Monday, December 08, 2014

Citation du 9 décembre 2014

Il est relativement rare, de nos jours, d'être témoin de passions vraiment grandioses. Elles sont le privilège de ceux qui n'ont rien à faire. C'est la seule raison d'être des classes oisives d'un pays.
Oscar Wilde – Aphorismes
Devrait-on – comme certains révolutionnaires ont prétendu le faire – supprimer les oisifs, considérés comme des parasites sociaux, ou bien devons-nous reconnaitre avec Oscar Wilde qu’ils ont une fonction sociale, une utilité qui ne se mesure pas à l’aide des biens de consommation, que d’ailleurs ils ne produisent pas ?

… Et s’ils étaient là pour donner le spectacle d’hommes et de femmes vivants les passions les plus violentes qu’aucun d’entre nous, gens « normaux » n’avons le loisir de vivre ? Ne font-ils pas ce que la Tragédie antique faisait : montrer les plus extrêmes passions dans de tels dérèglement que seuls des héros ou des demi-Dieux pourraient les vivre ?
Bof ! De nos jours, plus d’Œdipe, plus de Médée, même plus d’Hamlet. Nous n’avons plus que des stars de la Jet-set :

… Celles-ci, après avoir retenu l’attention en exhibant leurs gros seins, en profitent pour nous montrer leurs amours, leurs désespoirs, leur ivrognerie etc. Faire la fête jusqu’à l’épuisement et recommencer le lendemain ; s’alcooliser à tomber dans les bras du policier appelé par le voisinage exaspéré du tapage ; enchainer les cures de désintoxication à toutes sortes de substances… Bref : s’exhiber en proie aux pires dérèglements.
Ce spectacle se vend fort bien : les magazines people en tirent comme on le sait de gros profits. Ils se vantent à juste titre de répondre à l’attente de leur public : comment analyser cette demande ? C’est là que nous retrouvons Oscar Wilde : nous avons besoin d’aller au bout de la passion ; ces élans dont nous sentons en nous la pulsation, sachons où ils mènent, afin de nous en purger. Car nous sommes bien dans le sillage d’Aristote qui estimait que la tragédie  nous « purgeait » de nos passions en nous permettant de les vivre par procuration.

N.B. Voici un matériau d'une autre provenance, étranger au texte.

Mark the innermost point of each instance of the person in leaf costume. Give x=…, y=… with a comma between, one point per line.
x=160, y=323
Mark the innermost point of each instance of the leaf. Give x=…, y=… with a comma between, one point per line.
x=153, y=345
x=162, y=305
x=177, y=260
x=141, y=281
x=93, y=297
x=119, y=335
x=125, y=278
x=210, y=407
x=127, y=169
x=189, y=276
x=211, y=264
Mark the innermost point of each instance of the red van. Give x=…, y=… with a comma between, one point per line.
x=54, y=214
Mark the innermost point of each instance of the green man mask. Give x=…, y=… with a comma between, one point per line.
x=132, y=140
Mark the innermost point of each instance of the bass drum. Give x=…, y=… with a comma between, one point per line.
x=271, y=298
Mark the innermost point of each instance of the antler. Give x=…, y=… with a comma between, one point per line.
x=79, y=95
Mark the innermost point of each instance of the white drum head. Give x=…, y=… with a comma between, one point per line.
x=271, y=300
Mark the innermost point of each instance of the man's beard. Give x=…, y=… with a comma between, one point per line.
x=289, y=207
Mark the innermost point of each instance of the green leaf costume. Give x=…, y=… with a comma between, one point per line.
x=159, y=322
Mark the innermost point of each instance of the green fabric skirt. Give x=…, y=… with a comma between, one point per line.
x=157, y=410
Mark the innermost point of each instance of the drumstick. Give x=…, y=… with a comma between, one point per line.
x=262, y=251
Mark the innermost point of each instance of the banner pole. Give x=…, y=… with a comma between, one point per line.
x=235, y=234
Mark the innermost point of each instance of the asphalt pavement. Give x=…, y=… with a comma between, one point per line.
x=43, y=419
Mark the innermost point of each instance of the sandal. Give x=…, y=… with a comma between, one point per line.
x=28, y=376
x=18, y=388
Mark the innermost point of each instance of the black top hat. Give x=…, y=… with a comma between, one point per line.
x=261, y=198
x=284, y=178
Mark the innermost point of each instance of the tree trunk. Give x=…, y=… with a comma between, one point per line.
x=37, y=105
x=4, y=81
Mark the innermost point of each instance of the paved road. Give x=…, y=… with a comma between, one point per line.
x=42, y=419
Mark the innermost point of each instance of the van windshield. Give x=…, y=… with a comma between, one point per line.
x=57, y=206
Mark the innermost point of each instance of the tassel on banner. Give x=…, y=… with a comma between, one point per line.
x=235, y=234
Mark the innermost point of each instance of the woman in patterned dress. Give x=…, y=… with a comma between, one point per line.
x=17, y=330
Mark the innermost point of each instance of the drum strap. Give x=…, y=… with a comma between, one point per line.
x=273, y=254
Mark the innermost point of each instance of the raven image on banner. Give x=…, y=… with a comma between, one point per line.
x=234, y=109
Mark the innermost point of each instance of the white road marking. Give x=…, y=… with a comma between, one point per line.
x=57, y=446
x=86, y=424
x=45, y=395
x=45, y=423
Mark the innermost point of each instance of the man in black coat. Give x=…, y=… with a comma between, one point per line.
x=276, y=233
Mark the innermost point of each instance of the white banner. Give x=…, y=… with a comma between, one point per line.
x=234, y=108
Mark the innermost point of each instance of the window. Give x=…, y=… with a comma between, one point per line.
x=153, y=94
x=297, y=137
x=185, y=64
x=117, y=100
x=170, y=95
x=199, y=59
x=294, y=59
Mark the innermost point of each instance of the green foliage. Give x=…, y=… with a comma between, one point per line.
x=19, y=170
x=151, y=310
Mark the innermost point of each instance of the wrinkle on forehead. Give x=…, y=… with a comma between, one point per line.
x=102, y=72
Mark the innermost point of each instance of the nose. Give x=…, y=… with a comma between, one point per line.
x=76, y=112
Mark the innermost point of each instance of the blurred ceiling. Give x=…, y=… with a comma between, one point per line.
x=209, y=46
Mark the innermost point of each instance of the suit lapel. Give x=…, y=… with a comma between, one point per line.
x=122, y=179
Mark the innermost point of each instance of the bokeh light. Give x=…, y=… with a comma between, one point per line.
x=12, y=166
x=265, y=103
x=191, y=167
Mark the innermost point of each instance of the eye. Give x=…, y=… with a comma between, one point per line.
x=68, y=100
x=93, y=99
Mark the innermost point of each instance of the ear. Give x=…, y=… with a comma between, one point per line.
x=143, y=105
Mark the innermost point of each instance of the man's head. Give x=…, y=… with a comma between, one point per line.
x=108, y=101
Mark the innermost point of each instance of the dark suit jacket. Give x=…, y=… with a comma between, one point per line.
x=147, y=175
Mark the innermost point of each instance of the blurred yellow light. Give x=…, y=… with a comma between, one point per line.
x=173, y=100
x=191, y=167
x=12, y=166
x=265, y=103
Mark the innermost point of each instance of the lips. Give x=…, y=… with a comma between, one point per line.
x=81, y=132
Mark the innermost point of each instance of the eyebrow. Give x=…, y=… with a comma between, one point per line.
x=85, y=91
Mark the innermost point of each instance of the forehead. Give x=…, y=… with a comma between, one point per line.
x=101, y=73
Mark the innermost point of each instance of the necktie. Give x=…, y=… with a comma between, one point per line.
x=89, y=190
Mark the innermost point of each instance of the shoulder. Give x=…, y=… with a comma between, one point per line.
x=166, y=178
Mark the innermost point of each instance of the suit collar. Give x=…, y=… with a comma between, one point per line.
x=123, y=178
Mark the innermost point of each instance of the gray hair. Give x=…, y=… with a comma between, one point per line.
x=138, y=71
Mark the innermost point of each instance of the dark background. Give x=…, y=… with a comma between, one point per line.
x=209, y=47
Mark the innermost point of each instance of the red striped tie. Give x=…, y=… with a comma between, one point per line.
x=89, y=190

Quand « nous » lisons Voici ou Gala, nous ne sommes pas simplement des voyeurs qui espèrent mater le cul de la princesse. Nous n’essayons même pas de nous glisser dans sa peau. Ce que nous cherchons, c’est aller au bout de la volupté et du malheur d’être riche.

Friday, August 09, 2013

Citation du 10 août 2013



Le drame du pianiste, c’est que son action est exclusivement verticale. C’est le défi permanent de notre art.
Léon Fleisher
Faute de contexte, cette citation est forcément un peu énigmatique : vise-t-elle le pianiste-soliste (qui ne peut combiner son interprétation avec celle de l’orchestre) ? Mais alors que dire du violoniste ou du guitariste quand ils sont dans la même situation ? Ou alors s’agit-il d’une caractéristique de l’expression pianistique ?
Quant à moi, cette formule dans son caractère énigmatique réveille une question que je me pose bien souvent :
--> En jouant, le pianiste ne fait pas que jouer du piano : que fait-il donc ?
1 – Voyez Gustav Leonhardt : cet homme à son clavecin est un mur, ou plutôt un bloc de concentration. Nul affect sur son visage, nul mouvement autre que ceux de ses doigts. Voilà ce qui se passe quand le pianiste ne fait – en apparence du moins – rien d’autre que jouer.
2 – Maintenant, voyez – ou plutôt écoutez un enregistrement de Glenn Gould – par exemple les Variations Goldberg : il joue, certes, mais aussi il fredonne, et ça s’entend. On me dit que tous les pianistes en font autant mais avec plus de discrétion. Raison de plus pour affirmer que le pianiste ne fait pas que jouer du piano.
3 – Maintenant, regardez cette photo :


Oui, vous l’avez reconnu : c’est Lang-Lang qui, en jouant, exprime toutes les facettes de la passion, au point que, parfois, il détrempe le clavier de ses larmes.
C’est vrai, j’exagère un peu : de toute façon, Lang-Lang n’est qu’un exemple-limite d’une attitude familière du pianiste : il joue à la fois et du piano et des registres de la passion.
Je crois qu’en fait, le pianiste se raconte une histoire que lui suggère la musique. On devrait peut-être dire qu’il est d’un bloc et la musique et l’histoire qu’elle lui raconte et les émotions qui en résultent.
D’ailleurs, regardez le chef de l’orchestre : lui aussi ne fait pas que battre la mesure ni qu’indiquer des intensités. Il mime également une histoire et les sentiments qui vont avec. A charge pour les musiciens de l’orchestre d’y trouver des indications pour l’exécution.

Friday, October 12, 2012

Citation du 13 octobre 2012



Plus fort que la passion l’illusion
Miss-Tic

Miss.Tic three. –
- Voici ce que nous raconte la nouvelle campagne pour le parfum de Jean Paul Gaultier "Le Mâle" par Jean Baptiste Mondino - à voir ici. (1)
C’est l’histoire d’une belle dame qui a passé une nuit torride avec un beau matelot – un bien craquant avec des gros bras et une peau bien lisse, comme Jean-Paul Gaultier les aime.
Comme le montrent nos images, au petit matin le beau marin s’habille pendant que la dame dort encore, et après un dernier regard au corps étendu sur le lit, il jette sa veste sur l’épaule et part sans se retourner.
La dame se soulève un peu – en fait elle ne dormait pas. Pour prolonger la présence de son beau marin elle prend son oreiller en enfouit son visage dedans, afin de retrouver son parfum – Le mâle de J-P Gaultier évidemment.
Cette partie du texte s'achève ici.